Giter Site home page Giter Site logo

ls-tree's Introduction

LS-Tree: Feature Attribution and Interaction Detection for NLP Models

Code for replicating the experiments.

Dependencies

The code runs with Python 2.7 and requires Tensorflow 1.11.0, Keras 2.2.4 and nltk 3.3. Please pip install the following packages:

  • numpy
  • scipy
  • pandas
  • tensorflow
  • nltk
  • keras
  • scikit-learn
  • networkx

For experiments with LSTM and BERT, access to GPU is required.

Download Stanford Parser is required for all experiments.

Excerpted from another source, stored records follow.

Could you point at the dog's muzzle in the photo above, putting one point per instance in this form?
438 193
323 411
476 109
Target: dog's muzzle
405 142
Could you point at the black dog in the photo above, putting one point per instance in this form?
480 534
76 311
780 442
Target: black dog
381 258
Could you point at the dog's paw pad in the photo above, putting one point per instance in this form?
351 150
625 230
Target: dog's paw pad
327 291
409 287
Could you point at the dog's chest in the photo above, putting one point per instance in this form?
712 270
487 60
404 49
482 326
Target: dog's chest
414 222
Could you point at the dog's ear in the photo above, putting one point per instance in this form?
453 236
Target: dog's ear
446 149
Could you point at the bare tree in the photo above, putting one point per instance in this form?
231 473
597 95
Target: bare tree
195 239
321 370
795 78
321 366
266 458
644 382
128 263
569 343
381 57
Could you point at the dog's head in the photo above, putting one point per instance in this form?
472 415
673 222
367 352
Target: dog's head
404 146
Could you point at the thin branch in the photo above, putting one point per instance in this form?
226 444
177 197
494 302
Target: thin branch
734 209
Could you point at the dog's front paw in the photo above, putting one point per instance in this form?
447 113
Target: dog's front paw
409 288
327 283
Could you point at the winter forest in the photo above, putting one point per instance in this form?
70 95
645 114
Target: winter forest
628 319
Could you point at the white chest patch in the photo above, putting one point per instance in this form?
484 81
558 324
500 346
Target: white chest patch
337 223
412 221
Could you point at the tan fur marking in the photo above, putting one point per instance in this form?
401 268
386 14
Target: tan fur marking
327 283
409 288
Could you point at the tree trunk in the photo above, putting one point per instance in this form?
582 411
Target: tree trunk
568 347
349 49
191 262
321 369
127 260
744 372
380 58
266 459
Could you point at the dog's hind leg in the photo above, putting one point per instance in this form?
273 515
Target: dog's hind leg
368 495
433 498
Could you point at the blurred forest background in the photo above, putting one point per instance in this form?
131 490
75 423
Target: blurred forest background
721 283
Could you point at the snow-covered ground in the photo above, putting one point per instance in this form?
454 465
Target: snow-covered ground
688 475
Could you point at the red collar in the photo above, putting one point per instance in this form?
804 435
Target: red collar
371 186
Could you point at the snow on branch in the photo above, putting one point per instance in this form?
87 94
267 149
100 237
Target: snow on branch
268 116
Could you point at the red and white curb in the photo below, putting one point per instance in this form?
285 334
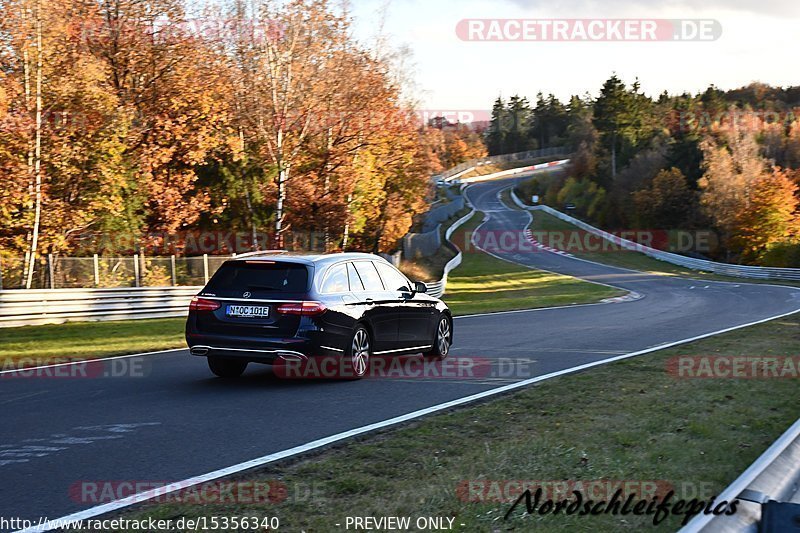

The following is an example of how to run it (in the background).

###############################################
# Download from source.
wget http://nlp.stanford.edu/software/stanford-corenlp-full-2018-02-27.zip
# Unzip.
unzip stanford-corenlp-full-2018-02-27.zip -d ./

# Run the parser in the background.
cd stanford-corenlp-full-2018-02-27
java -mx4g -cp '*' edu.stanford.nlp.pipeline.StanfordCoreNLPServer -preload tokenize,ssplit,pos,lemma,ner,parse,depparse -status_port 9000 -port 9000 -timeout 15000  >/dev/null 2>&1 &
###############################################

Training of BERT.

For replicating experiments related to BERT, please follow the steps to download and train the model first:

Download and unzip the pre-trained BERT model.

###############################################
# Cd to the target directory. 
mkdir bert/models/
cd bert/models/
# Download
wget https://storage.googleapis.com/bert_models/2018_10_18/uncased_L-12_H-768_A-12.zip
# Unzip.
unzip uncased_L-12_H-768_A-12.zip -d ./
###############################################

Train a BERT for the evaluation of average depth and linear correlation.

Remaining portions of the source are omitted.